Ai Weiwei, You’re Hot

Dear Ai Weiwei,

I think you’re hot. It’s not because I have a thing for beards, bellies or artists, because I don’t. (Especially artists — imagine what it would be like to date Jeff Koons? Scary. You’re bits and bites would be on display).

It’s because, as the New Yorker‘s Culture Desk noted, you’re an artist rebel-hero of the hottest order

The other night I watched Ai Weiwei: Never Sorry at Toronto’s Hot Docs festival, and I was charmed. Both by your work and by you. To put it simply, you have balls the size of melons and the kind of youthful, rabble-rousing spark that makes me weak at the knees. Likewise, your art is courageous and purposeful, but also wry and full of wit.

Never Sorry is loosely structured around the preparation for two of your major exhibits — a 2009 Munich show, So Sorry, and Sunflower Seeds, the 2010 installation at London’s Tate Modern. At the beginning of the film you mention that you don’t really know what you are going to create for either. Artists block? No. As the film unfolds, you reveal a remarkable, tenacious process for creating significant pieces based on the cultural, personal and political influences that you care about. What you ended up creating was incredible.

Ai Weiwei's Remembering. Photo by monoculaire

For example, the marquis installation for So Sorry was a piece called Remembering, made of 9,000 colourful, child-sized backpacks tiled across the front of Munich’s Haus der Kunst. There is something seductive about the piece — it has poppy colours and the backpacks are cute. It’s art that has a basic aesthetic value and that draws people in. But the deeper meaning is both haunting and clear: the backpacks represent myriad young live lost in the 2008 Sichuan earthquake — lives that might not have been lost if their schools hadn’t been built with shoddy, so-called “tofu” construction.

Remembering wasn’t just a piece that you cleverly dreamt up in a far away Beijing studio. You exhaustively researched the earthquake’s devastation — documenting it with photos, blog posts and tweets. The images you snapped of strewn, debris-covered backpacks in Sichuan will stay with me for a long time, as will the names and birthdays of the young departed that you posted on your studio wall.
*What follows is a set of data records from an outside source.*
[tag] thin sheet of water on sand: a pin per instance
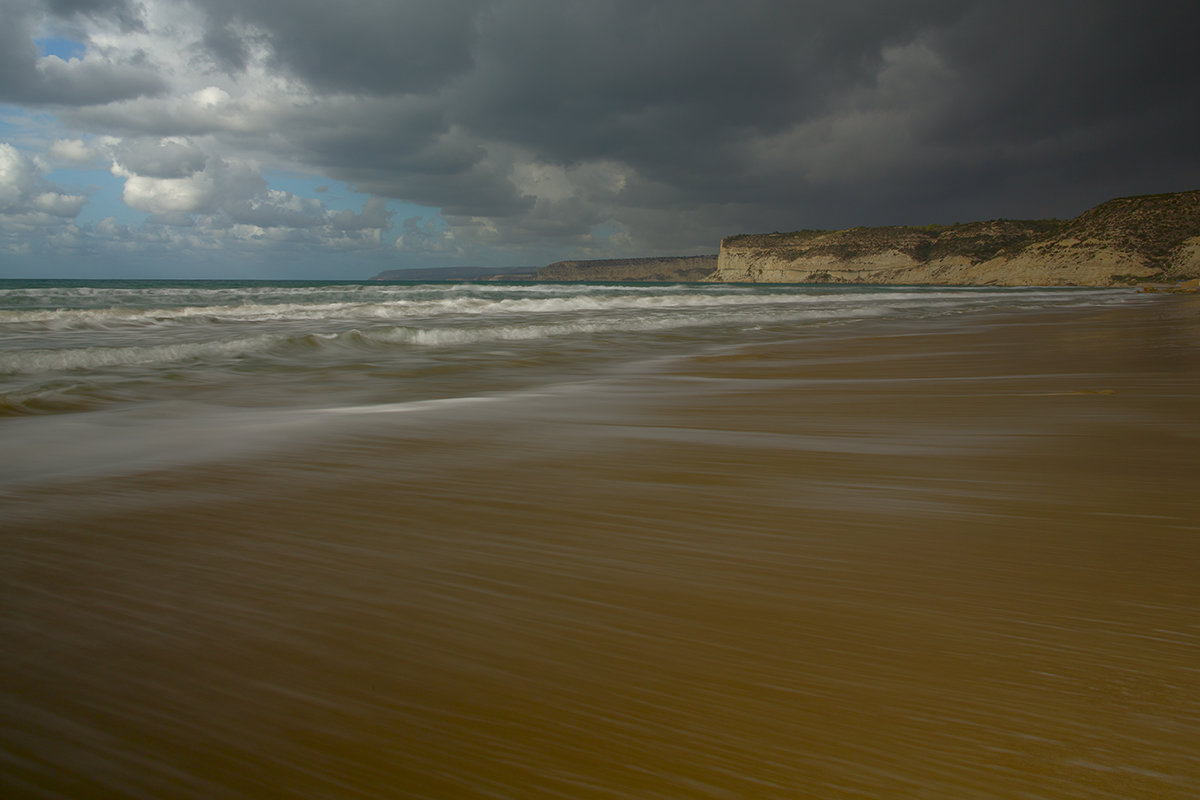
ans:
(913, 560)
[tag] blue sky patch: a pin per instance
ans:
(61, 47)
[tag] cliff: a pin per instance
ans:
(666, 269)
(1123, 241)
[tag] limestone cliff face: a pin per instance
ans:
(1123, 241)
(667, 269)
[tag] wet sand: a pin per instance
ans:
(943, 559)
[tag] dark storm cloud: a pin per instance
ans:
(816, 113)
(676, 121)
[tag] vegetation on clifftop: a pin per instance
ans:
(1150, 230)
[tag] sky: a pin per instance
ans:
(317, 139)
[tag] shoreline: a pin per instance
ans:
(945, 558)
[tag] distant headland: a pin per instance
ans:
(1126, 241)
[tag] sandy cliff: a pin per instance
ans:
(1123, 241)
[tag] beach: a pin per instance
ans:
(942, 553)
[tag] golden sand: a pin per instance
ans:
(945, 560)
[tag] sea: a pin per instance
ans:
(598, 540)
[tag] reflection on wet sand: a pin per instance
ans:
(918, 560)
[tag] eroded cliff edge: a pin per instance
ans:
(1123, 241)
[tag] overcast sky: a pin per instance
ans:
(318, 138)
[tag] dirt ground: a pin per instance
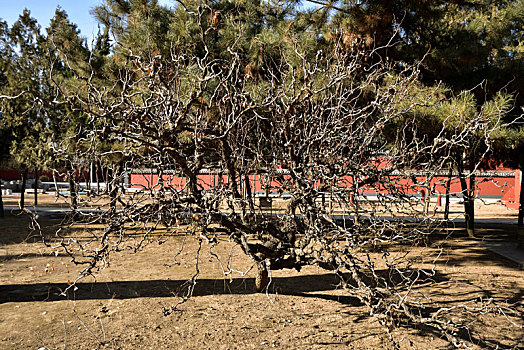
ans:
(123, 308)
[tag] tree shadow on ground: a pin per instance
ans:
(303, 285)
(161, 288)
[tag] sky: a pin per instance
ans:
(44, 10)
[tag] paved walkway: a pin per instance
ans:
(508, 250)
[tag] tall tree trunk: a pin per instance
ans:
(521, 199)
(469, 209)
(448, 187)
(36, 186)
(22, 189)
(2, 214)
(72, 186)
(113, 185)
(520, 222)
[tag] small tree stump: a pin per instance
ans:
(261, 279)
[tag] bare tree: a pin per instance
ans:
(317, 130)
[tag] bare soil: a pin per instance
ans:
(123, 307)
It took a lot of bravery to do this research. Your blog was shut down and you were intimidated by police. But it takes a lot of bravery to do what you do on a daily basis — living with such a high degree of openness. Having a voice. That’s terrifying for most people, even those who don’t live in a strict, undemocratic country.

Yet your voice is very well honed. You’re an adept communicator, who can distill and disseminate complex messages in easy-to-understand bites — one liners that satisfy like richly detailed novel. And you do it with so many different media: sculpture, photography, film, Twitter, blogging, architecture. You’ve been called Beijing’s Andy Warhol, a reference that I can appreciate for your entrepreneurial zeal, collaborative approach and catchy pop sensibilities. But I wonder if your work might ultimately be more compelling, because there is a sharpness and a purpose to the message.

Ai Weiwei's Sunflowers. Photo by racoles.

Sunflower Seeds, for example, is beautiful to look at — 100,000,000 million, hand-painted ceramic seeds laid in the Tate Modern’s Turbine Hall. It’s also layered with meaning: Mao used to depict himself as a radiating sun surrounded by sunflowers; to produce the work, a village-worth of people in China was employed to manufacture the seeds; art-loving Brits and well-heeled tourists were allowed to walk all over the piece (until it was determined the seeds let off a toxic dust when disturbed).

Never Sorry takes a frightening turn when you are arrested and held in secret for close to three months. You are out of prison now but heavily monitored. You aren’t supposed to give interviews, but have been (including recently to CBC’s Q) Far from being never sorry, I hope your voice is never silenced. It would be a loss to art and the world.

Oh, and P.S., you’re also hot because you’re a bit of a mama’s boy and your mom’s adorable.